В ту пору расправиться с Чуковским можно было, как представлялось недругам его, без большого труда. Предпринимались для этого энергические шаги, он знал это. А если так, какая же он защита — мне или Мите? Или кому бы то ни было? Или самому себе? Если окажется, что сам он не только «возглавляет буржуазное течение в детской литературе», но член разоблаченной вражеской группировки?

Доказательства «членства» сыскались. И не какие-нибудь, а документальные.
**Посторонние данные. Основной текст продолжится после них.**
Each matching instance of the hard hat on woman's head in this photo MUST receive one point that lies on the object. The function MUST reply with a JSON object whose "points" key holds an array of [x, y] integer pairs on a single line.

Летом 36-го, когда разгром редакции только еще намечался, побывали они оба, Маршак и Чуковский, на каком-то нудном совещании в Союзе. Жара. Духота. Скука. Самуил Яковлевич Корнею Ивановичу или Корней Иванович — Самуилу Яковлевичу, не помню — отправил через стол записку: «Когда кончится эта скука, удерем на Невский. Выпьем холодной газированной воды и потолкуем по душам». Тот, кто записку получил, кивнул тому, кто ее написал и, скомкав и разорвав, бросил в пепельницу. Так вот, Борис Андреевич Лавренев, участвовавший в заседании, не поленился тогда же подобрать обрывки, склеил, сфотографировал, сохранил до времени — а когда разразился погром, предъявил в президиум Союза. «Поговорим по душам!» Сговор! Организационная сходка! Конспирация! И Чуковский, значит, входил во вражескую группу — разоблаченную ныне вредительскую группу Маршака, которая столько лет орудовала и протаскивала!

Однако это была самодеятельность, или, как сказал бы Герш Исаакович, «инициатива снизу». Приказа сверху: уничтожить Чуковского и Маршака в тридцать седьмом да и ни в каком из дальнейших годов не последовало. Не поддержали заказчики инициативу Бориса Андреевича.
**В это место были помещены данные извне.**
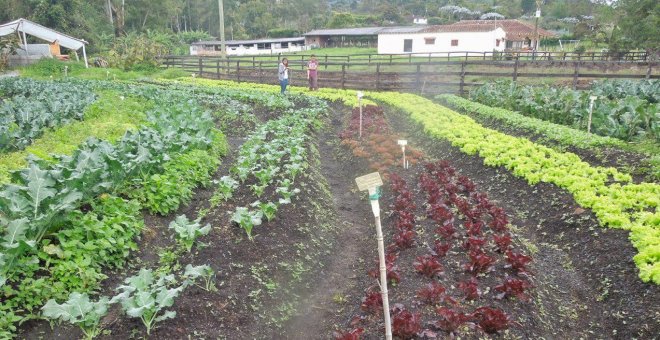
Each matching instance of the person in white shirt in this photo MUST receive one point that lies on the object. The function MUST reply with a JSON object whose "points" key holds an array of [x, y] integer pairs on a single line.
{"points": [[283, 74]]}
Когда, в какой день и час, когда, почему, почему и кем решено было сохранить жизнь и благополучие Маршаку и Чуковскому, а группу, которой уже было присвоено звание «вредительской группы Маршака» переименовать во вредительскую группу без упоминания о Самуиле Яковлевиче, — я не знаю.

2

Месяцы целые жили мы догадками, сопоставлениями, толкованиями снов — жизнью, определения которой не подберешь. В мою и Митину тогдашнюю жизнь я не могла поверить как в сущую, подлинную, нашу. Не могла верить, что это и вправду жизнь — моя, наша: моя в очереди, его в тюрьме, — не могла верить даже в ту пору, когда не-жизнь эта длилась. А потому я и не могу ее теперь толково и последовательно воспроизвести. Несуществующее бытие толково и последовательно вспомнить нет возможности, на то оно и небытие. Попытка вспомнить эту воплотившуюся небылицу то же, что попытка вспомнить себя до рождения, в утробе матери, или, например, себя после смерти. Нельзя сказать, чтобы я была мертвая — нет, живая, но жила я не жизнью, а каким-то подобием жизни: подобье дома, подобье общения с людьми, подобье действия. Во всяком случае, эта «не-жизнь» лишена в моем теперешнем сознании хронологической последовательности, связи, как в ту пору лишена была осмысленности. В памяти она возникает наплывами, пятнами, лишь изредка прикрепленными к датам.